Der „optische Zusammenschluss“ von Steuerberatern und Rechtsanwälten in einem neuen Gebäude kann ganz unterschiedlich aufgefasst werden. Spannend bei unserem Auftrag war die Bereitschaft des Kunden, bei aller gebotenen Seriosität ein modernes, nachhaltiges Image zu kommunizieren. Das führte zu schönen Ideen bei Materialien und Möblierung.

Der Kunde: Steuerberater und Rechtsanwälte lokal konzentriert

Mit dem Umzug in den Augsburger Sheridanpark kooperieren zwei etablierte Kanzleien mit rund 30 Mitarbeitern unter einem gemeinsamen neuen Dach. Die Steuerberater und Rechtsanwälte von Förschner&Partner können ihren Mandaten dadurch umfangreiche Beratungsleistungen auf kürzesten Wegen bieten.

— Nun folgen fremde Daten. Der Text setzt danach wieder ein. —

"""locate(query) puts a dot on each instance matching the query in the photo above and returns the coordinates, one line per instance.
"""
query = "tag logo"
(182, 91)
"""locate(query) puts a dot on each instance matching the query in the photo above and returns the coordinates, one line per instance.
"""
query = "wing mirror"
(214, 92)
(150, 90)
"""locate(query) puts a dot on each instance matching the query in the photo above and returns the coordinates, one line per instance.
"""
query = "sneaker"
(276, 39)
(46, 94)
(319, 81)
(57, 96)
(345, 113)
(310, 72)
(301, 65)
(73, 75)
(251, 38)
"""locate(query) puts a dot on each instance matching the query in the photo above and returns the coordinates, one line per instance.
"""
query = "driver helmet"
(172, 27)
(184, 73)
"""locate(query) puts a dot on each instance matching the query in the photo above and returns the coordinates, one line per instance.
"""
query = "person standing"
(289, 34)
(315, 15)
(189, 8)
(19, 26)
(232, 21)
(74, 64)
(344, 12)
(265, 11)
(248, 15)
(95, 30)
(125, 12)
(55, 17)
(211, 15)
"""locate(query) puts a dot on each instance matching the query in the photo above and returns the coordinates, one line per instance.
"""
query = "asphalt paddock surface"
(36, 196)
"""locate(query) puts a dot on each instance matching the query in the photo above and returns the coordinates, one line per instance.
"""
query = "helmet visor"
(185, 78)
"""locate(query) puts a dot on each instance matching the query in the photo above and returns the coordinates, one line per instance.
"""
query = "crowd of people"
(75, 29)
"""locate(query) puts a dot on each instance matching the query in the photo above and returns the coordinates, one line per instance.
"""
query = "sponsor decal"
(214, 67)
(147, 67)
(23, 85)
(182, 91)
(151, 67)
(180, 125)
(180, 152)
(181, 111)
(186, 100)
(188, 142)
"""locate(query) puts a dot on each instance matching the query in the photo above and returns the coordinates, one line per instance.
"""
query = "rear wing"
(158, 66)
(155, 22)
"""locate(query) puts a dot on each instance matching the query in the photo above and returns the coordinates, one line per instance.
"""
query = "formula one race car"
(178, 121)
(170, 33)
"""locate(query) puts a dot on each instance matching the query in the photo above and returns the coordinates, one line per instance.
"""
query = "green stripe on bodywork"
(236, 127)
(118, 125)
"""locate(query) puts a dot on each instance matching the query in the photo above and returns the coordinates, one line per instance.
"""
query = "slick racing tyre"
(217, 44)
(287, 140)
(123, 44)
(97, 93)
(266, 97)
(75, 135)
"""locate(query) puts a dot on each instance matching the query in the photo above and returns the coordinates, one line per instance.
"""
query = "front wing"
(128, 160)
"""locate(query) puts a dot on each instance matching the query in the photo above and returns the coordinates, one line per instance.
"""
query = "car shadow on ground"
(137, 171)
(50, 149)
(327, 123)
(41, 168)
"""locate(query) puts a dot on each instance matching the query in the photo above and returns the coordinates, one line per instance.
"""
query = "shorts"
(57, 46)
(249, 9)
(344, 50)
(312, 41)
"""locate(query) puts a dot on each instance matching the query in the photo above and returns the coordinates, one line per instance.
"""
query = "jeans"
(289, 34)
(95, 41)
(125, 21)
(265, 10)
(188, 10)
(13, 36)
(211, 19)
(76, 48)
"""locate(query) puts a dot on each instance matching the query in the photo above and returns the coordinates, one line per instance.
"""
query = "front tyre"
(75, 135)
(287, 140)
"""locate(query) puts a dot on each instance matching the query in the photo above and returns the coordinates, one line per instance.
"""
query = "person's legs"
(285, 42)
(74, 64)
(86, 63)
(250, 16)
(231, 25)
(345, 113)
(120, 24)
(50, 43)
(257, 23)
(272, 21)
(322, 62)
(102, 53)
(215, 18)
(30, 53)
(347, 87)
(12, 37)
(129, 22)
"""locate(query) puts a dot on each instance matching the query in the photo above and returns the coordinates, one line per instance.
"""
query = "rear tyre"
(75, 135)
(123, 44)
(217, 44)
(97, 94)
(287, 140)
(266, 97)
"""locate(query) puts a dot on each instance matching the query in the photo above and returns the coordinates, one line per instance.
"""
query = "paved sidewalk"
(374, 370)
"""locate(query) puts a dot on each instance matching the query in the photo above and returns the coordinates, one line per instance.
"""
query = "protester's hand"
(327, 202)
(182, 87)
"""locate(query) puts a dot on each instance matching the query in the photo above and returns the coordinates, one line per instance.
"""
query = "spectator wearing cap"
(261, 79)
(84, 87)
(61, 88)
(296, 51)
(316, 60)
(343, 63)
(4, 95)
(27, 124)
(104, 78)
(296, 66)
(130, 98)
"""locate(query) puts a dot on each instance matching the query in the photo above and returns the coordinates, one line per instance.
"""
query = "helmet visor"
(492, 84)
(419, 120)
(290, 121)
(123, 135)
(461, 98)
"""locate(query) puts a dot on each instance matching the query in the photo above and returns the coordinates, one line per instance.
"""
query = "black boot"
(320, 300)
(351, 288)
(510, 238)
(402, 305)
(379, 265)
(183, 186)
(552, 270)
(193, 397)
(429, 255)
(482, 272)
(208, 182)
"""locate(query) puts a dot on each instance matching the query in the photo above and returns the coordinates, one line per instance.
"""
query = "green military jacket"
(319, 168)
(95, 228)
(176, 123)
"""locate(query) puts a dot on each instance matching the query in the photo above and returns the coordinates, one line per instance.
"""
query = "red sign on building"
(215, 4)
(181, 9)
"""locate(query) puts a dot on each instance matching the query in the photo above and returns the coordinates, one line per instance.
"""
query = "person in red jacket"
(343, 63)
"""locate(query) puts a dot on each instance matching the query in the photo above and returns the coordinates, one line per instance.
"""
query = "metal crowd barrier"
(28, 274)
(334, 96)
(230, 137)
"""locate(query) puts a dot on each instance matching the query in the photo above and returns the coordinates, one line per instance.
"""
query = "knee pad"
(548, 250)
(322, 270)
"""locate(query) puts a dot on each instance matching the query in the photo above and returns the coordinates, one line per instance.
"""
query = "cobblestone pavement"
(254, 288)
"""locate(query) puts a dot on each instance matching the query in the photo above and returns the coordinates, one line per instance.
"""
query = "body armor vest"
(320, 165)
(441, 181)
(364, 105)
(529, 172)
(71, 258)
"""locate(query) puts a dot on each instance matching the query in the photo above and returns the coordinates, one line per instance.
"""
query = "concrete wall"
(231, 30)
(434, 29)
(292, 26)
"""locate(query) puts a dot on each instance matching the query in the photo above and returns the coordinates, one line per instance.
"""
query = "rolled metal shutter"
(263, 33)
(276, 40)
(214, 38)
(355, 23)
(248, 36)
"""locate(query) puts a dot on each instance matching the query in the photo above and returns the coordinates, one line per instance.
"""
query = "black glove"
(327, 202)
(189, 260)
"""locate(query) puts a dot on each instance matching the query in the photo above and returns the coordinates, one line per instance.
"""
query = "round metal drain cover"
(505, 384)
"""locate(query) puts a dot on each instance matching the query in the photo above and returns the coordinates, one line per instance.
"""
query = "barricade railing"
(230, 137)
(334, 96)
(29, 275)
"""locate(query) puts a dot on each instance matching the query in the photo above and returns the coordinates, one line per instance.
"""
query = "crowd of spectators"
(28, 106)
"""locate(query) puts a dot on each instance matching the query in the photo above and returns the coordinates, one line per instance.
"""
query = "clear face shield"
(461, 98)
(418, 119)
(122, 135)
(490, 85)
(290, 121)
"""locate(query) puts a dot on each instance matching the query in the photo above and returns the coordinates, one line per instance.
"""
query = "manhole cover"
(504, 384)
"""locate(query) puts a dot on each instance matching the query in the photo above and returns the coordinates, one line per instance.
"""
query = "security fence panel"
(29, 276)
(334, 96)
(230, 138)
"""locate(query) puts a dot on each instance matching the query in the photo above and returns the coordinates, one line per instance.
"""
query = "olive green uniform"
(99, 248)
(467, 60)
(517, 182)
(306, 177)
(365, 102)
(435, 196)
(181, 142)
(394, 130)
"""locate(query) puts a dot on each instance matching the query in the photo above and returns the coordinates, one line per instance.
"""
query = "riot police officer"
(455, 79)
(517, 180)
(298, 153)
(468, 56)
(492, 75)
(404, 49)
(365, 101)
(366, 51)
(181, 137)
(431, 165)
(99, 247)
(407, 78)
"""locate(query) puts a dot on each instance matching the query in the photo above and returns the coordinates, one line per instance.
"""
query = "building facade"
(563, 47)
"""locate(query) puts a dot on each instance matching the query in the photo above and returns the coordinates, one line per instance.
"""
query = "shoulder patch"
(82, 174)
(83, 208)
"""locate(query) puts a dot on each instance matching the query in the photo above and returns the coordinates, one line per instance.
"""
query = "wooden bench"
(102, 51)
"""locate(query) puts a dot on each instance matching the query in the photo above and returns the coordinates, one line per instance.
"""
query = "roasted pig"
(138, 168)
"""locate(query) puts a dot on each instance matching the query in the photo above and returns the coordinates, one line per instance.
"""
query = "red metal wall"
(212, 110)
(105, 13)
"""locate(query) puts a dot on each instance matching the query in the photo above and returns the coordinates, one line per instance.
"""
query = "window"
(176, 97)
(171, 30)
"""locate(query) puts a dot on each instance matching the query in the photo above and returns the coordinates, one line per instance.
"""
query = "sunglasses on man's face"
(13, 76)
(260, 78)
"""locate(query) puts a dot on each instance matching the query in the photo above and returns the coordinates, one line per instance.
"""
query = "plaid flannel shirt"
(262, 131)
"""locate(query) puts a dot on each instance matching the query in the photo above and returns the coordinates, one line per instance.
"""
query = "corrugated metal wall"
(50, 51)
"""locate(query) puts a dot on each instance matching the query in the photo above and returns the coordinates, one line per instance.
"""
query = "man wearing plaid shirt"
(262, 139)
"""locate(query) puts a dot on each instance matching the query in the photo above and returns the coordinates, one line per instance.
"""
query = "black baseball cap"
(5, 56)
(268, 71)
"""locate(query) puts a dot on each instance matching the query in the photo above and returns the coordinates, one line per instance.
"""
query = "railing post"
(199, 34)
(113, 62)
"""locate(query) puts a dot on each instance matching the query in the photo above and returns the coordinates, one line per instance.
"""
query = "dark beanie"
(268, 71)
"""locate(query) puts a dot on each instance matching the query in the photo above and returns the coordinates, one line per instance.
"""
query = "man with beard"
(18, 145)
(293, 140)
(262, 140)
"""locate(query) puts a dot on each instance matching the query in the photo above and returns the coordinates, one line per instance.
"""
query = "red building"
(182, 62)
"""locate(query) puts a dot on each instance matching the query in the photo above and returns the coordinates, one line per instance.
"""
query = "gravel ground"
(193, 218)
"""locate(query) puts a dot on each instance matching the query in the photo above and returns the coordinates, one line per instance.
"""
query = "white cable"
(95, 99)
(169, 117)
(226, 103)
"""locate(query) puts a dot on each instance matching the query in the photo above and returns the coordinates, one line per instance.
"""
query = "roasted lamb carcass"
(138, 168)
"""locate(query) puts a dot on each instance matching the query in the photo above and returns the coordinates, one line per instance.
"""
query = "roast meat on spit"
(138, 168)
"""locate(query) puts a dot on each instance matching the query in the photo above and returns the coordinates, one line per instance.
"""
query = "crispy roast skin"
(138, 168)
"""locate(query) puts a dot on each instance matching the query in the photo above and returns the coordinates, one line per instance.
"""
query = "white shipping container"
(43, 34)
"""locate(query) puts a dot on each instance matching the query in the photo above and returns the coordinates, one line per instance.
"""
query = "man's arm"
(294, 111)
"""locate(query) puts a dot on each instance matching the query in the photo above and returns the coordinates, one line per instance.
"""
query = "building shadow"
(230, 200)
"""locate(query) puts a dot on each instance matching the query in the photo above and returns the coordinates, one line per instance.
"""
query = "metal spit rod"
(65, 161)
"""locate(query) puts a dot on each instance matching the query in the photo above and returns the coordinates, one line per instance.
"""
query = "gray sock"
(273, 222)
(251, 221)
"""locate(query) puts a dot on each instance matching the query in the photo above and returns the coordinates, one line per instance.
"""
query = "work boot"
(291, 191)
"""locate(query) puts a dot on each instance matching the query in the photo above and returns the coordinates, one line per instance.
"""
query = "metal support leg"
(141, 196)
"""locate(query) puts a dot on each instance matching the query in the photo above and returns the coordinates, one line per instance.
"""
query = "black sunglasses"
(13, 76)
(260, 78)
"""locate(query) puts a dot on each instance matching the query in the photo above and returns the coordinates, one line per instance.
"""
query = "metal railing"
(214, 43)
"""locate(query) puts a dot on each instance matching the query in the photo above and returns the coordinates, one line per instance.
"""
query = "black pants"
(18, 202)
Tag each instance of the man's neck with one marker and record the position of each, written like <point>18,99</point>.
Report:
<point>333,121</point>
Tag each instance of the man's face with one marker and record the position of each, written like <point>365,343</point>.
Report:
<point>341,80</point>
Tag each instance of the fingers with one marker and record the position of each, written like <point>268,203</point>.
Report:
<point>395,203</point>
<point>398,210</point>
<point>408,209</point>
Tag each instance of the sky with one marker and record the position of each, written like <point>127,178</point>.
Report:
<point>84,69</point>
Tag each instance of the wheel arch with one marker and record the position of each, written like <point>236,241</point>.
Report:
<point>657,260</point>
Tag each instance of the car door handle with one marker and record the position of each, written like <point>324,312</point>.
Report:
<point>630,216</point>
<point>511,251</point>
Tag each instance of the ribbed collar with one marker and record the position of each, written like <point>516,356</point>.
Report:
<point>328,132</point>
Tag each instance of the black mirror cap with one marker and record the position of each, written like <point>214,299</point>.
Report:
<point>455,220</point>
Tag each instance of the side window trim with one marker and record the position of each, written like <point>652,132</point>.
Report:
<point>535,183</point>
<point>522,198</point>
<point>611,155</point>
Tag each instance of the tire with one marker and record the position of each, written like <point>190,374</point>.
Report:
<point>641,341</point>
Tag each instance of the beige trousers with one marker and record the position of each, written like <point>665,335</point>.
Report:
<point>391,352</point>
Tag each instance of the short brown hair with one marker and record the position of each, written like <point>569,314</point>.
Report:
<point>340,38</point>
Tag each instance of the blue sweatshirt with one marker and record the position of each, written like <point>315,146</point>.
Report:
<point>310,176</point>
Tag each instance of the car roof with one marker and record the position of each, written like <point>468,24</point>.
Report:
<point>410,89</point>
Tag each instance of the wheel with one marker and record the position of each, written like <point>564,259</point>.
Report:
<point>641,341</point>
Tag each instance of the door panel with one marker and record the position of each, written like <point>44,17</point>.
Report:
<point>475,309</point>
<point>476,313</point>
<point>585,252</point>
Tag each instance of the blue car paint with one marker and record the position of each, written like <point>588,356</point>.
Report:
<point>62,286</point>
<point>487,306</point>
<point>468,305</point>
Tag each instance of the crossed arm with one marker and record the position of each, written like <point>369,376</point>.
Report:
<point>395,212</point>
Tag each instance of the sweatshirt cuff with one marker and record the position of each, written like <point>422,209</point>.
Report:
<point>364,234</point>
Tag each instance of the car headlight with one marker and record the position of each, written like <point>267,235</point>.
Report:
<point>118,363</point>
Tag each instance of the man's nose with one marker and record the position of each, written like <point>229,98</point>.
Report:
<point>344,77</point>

Die Aufgabe: Natur aufnehmen, das Wertebild der Kanzlei sichtbar machen

Der langgestreckte Holzelementebau ist in zwei Geschosse mit zahlreichen Büro- und Besprechungsräume sowie Empfangsbereich und Mitarbeiterbereichen (Teeküchen, Lounge) gegliedert. Bereits in der ersten Konzeptionsphase der Innenräume war die Verwendung von Naturmaterialien angedacht – analog zum Baumaterial Holz. Zudem sollten die Werte der Kanzlei wie Qualität und Fachkompetenz in moderne Gestaltung umgesetzt und die funktionalen Prozesse bestmöglich unterstützt werden.

Die Idee: Ästhetik des Berufs über Oberflächen und Material vermitteln

Um den Charakter des Gebäudes zu betonen, setzten wir auf Akzente durch natürliche Materialien – zum Beispiel mit schön alterndem Kuper für Aktenschränke entlang der langen Innenwände. Die Materialien stehen zugleich als Metapher für die Tätigkeit im Haus, z.B. Kupfer als Hinweis auf Geldmünzen und damit auf die Branche der Bauherren.

Die gestalterische Umsetzung: Warme Materialien, kühle Kontraste, starke Einzelmöbel

Als vorherrschendes Material verwendeten wir weiß lasierte Fichte in Form von 3-Schichtplatten, die durch den Holzelementbau vorgegeben waren. Für eine gute Akustik und um nicht zu holzlastig zu werden, entschieden wir uns für einen Vinylbodenbelag aus nachhaltiger Produktion. Die Räume erhalten dadurch eine edle Anmutung, die vom Kupfer der Schrankwände noch verstärkt wird. Das brünierte Kupfer brachten wir auf Oberflächen in unterschiedlichen Teilungen und Tiefen auf, so dass eine bewegte Struktur entsteht. Die Büros der Rechtsanwälte sind durch filzbespannte Türen in kühlen Blautönen gekennzeichnet – einen Reminiszenz an die traditionelle Ausstattung von Kanzleien mit lautdämpfenden Stoffen. Auch in der Lounge kommen edle Wollstoffe zum Einsatz. Die Schreibtische sind mit dem Naturmaterial Linoleum belegt. Korkleisten an den Arbeitsplätzen bieten den Mitarbeitern Platz für Privates wie Bilder und Postkarten. Die Treppe zwischen den Stockwerken konstruierten wir mit einem elegant in die Wangen eingelassenen Handlauf. Ihre Stufen bestehen aus Stahlwannen, die mit Gussasphalt aufgefüllt und mit Teppich beklebt wurden. An der Empfangstheke laufen alle Fäden zusammen. Mit ihrer „kristallinen“ Form und einer durchgängig in Linoleum gehaltenen Oberfläche macht die Theke ihre Funktion als kompakte Zentrale deutlich.

Der Erfolg: Schöne Sachlichkeit beflügeltdie Arbeit

Dank der frühen Zusammenarbeit mit dem Architekten Frank Lattke konnten wir unsere Leitideen optimal umsetzen. Die durchgängige Verwendung des Farb- und Materialkanons schafft im ganzen Gebäude eine harmonische, helle Atmosphäre.  Beschäftigte und Mandaten sind vom Ergebnis angetan.